Paramount Canceling Star Trek: Strange New Worlds Is The Worst Possible Decision

Regardless of whatever cuts they make, Paramount needs to leave Star Trek: Strange New Worlds alone.

By Michileen Martin | Updated

star trek: strange new worlds

If you’re a fan of Star Trek, then the last 24 hours have been rocky ones. First came rumors that Paramount would be making a lot of cuts to the franchise, and by the end of Thursday it was confirmed that the upcoming Season 5 of Star Trek: Discovery would be its last. I’m here to tell Paramount that whatever news comes in the following days, Star Trek: Strange New Worlds better survive the purge or I will personally begin a political campaign targeted at all of Taylor Sheridan’s Yellowstone spinoffs, with the goal of making it illegal to name TV series after numbers.

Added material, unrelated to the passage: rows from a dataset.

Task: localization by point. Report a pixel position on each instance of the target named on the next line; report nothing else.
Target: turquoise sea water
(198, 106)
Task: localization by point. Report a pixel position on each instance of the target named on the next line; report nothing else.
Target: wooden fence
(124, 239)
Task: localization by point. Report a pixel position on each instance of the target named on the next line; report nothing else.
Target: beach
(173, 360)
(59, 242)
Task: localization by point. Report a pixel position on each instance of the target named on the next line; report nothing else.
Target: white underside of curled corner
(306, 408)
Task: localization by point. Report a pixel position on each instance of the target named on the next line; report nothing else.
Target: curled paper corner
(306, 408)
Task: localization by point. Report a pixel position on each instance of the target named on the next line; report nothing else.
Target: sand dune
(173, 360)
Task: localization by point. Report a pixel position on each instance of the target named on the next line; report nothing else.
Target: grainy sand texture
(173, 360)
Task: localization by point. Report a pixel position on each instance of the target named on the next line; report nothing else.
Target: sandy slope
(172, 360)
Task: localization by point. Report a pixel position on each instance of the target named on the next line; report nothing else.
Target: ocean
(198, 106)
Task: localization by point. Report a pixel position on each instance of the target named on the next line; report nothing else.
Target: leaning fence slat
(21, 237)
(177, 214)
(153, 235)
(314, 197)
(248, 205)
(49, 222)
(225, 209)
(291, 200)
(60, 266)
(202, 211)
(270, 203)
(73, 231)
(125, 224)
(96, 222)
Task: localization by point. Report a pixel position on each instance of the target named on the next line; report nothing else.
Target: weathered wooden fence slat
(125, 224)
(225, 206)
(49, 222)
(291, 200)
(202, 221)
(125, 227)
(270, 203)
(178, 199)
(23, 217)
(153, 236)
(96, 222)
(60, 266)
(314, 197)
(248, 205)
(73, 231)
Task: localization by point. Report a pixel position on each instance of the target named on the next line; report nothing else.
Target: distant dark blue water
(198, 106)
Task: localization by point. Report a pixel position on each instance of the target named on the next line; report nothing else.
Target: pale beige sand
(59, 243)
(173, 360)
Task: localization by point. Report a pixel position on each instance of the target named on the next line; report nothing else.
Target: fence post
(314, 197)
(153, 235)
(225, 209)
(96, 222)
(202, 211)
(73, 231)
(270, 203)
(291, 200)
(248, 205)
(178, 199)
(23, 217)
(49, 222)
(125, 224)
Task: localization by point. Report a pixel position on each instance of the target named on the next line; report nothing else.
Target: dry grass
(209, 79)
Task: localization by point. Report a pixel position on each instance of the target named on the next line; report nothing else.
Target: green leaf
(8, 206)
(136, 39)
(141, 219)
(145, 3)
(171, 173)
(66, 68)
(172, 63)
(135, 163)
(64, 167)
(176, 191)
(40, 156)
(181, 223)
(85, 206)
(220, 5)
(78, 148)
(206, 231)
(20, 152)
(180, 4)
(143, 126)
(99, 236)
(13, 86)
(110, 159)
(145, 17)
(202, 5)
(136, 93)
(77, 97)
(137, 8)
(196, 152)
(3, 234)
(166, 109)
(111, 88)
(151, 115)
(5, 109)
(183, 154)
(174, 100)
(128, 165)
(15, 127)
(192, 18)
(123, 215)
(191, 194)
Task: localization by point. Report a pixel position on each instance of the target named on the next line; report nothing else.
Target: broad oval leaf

I am not happy about Discovery‘s departure, especially considering we’re now just shy of a third of the way through the final season of Star Trek: Picard. But it isn’t the 1990s anymore, and five seasons ain’t bad, particularly when you consider Discovery has had between 13 and 15 episodes per season so far, whereas so far both Picard and Strange New Worlds have both only gotten 10. And while Picard‘s current season is its best yet, it feels like the series has had its chance and then some.

Star Trek: Strange New Worlds, on the other hand, is just getting started. As the TV franchise’s first live-action return to episodic storytelling in recent years, it’s not only a breath of fresh air in terms of Trek, but for this new age of premiere streaming series as a whole.

With Anson Mount reprising the role he first took over in Season 2 of Discovery, Star Trek: Strange New Worlds renders Christopher Pike one of the most instantly likable captains in Trek history. Actors like Ethan Peck (Spock) and Celia Rose Gooding (Uhura) lend dimension to beloved original series characters while Rebecca Romijn (Una Chin-Riley), Jess Bush (Nurse Chapel), Babs Olusanmokun (Dr. M’Benga), and Gia Sandhu (T’Pring) inject welcome depth into characters we’d previously only seen once or a few times in the show that started it all.

star trek strange new worlds
Jess Bush and Ethan Peck in Star Trek: Strange New Worlds

No, I don’t want Star Trek: Lower Decks or Star Trek: Prodigy on the chopping block either. I genuinely feel Prodigy may be the franchise’s best series, and if there were ever any doubt in my mind that I would love Lower Decks, it was blasted out of my head as soon as Mariner and Tendi opened the third episode, “Temporal Edict,” with a heavy metal jam, as remembered by Memory Alpha. But leaving Trek’s only running series as animated ones feels horribly wrong.

Ideally, Paramount would come out with new series as well because it seems a little ridiculous that in a franchise that’s all about the future, the only surviving live-action series — Star Trek: Strange New Worlds — is a prequel show. But short of the studio finally pulling the trigger on Star Trek: Section 31 or Star Trek: Janeway, Strange New Worlds absolutely needs to survive.

star trek horror
The Gorn in Star Trek: Strange New Worlds

If nothing else, Star Trek: Strange New Worlds made the Gorn cool. You can’t make the Gorn cool and take them away from us. That’s a whole new level of evil.